Simple Lung Image Segmentation Using Deep Learning

Resource Overview

Simple lung image segmentation implementation with deep learning approaches and code-level explanations

Detailed Documentation

In this document, we explore methods for performing simple lung image segmentation. Lung image segmentation represents a critical task in medical image processing, assisting healthcare professionals in accurately diagnosing and treating pulmonary diseases. By partitioning lung images into distinct regions, we can gain better insights into pulmonary structures and tissues, thereby enabling more precise medical recommendations. Simple lung image segmentation therefore constitutes a key research direction in medical imaging, with researchers continuously developing more efficient and accurate segmentation methodologies.

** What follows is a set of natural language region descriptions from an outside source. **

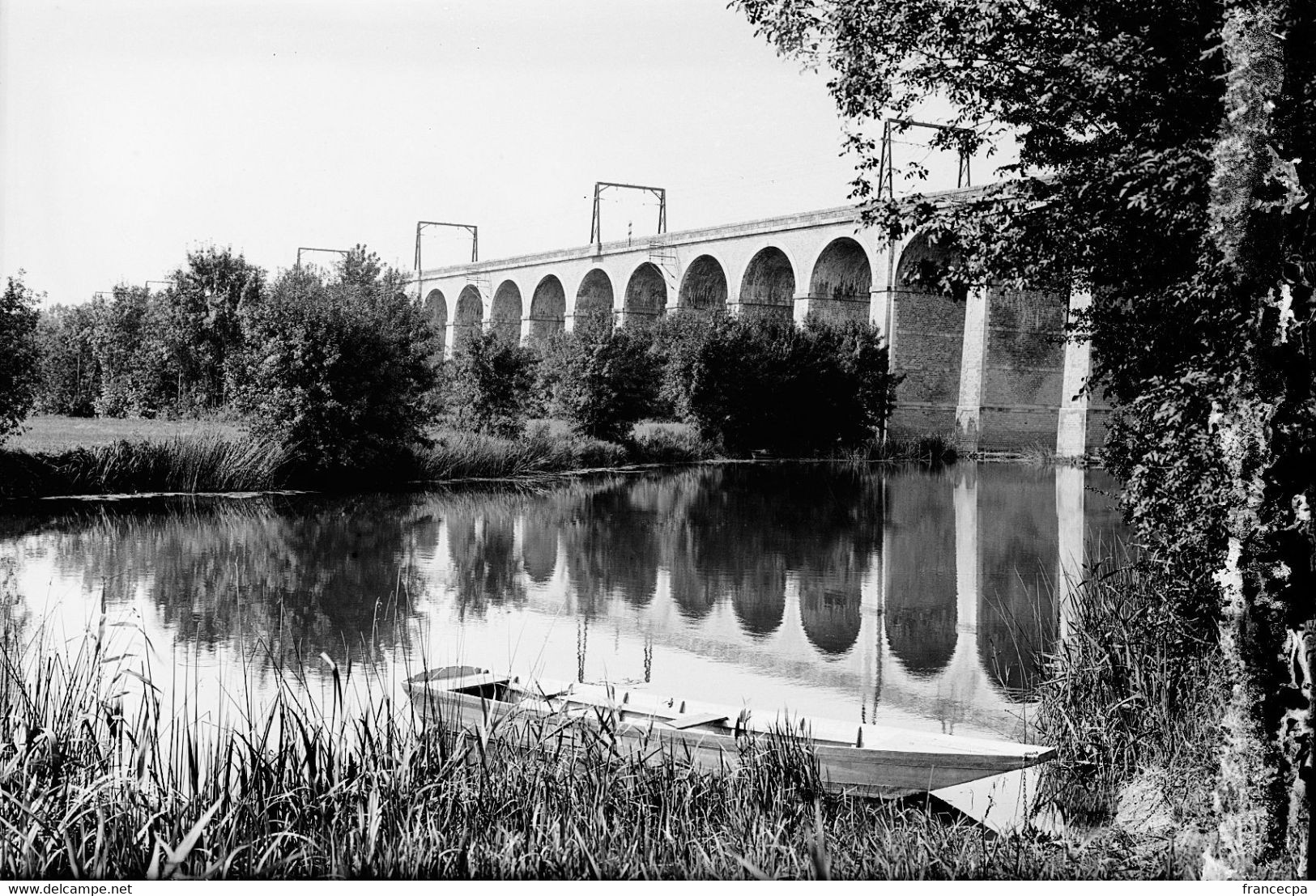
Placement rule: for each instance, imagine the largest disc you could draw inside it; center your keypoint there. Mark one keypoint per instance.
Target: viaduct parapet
(991, 368)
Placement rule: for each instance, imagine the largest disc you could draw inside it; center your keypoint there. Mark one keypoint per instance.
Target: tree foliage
(770, 384)
(337, 367)
(20, 359)
(490, 384)
(202, 323)
(1166, 161)
(599, 378)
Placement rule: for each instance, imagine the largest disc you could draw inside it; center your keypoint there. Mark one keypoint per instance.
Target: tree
(20, 370)
(1166, 161)
(599, 378)
(70, 378)
(203, 325)
(337, 368)
(132, 355)
(490, 382)
(770, 384)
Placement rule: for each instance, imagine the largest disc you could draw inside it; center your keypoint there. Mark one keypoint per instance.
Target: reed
(935, 449)
(208, 462)
(101, 780)
(471, 456)
(1133, 699)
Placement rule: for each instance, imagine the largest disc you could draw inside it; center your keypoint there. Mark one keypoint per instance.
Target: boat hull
(589, 720)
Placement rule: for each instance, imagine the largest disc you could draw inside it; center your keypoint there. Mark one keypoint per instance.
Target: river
(891, 593)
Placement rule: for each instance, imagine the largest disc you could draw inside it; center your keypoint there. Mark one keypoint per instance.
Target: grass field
(52, 433)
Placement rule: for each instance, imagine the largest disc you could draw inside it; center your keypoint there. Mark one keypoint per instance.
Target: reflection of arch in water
(831, 612)
(1017, 612)
(920, 555)
(758, 599)
(482, 548)
(539, 548)
(691, 592)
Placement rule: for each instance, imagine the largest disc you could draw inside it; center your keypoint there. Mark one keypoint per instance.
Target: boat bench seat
(698, 719)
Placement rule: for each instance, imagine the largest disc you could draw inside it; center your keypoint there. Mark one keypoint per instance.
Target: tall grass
(185, 464)
(471, 456)
(933, 449)
(1133, 694)
(99, 783)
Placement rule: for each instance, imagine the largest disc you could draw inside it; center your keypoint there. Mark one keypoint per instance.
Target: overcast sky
(136, 130)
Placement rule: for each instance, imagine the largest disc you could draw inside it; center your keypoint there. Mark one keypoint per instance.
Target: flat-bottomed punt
(865, 759)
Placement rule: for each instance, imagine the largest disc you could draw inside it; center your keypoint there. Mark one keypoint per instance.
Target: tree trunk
(1265, 427)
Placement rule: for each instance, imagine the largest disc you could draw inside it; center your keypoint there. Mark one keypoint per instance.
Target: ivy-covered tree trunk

This document introduces a straightforward deep learning-based approach for lung image segmentation, typically implemented using convolutional neural networks (CNNs). The implementation generally involves preprocessing steps like image normalization and contrast enhancement, followed by a U-Net architecture that utilizes encoder-decoder structure with skip connections for precise boundary detection. Key functions include data augmentation techniques (rotation, flipping) to improve model generalization, and loss functions like Dice coefficient for handling class imbalance. Potential improvements could incorporate attention mechanisms or transformer architectures for enhanced feature extraction, along with post-processing techniques like morphological operations to refine segmentation masks.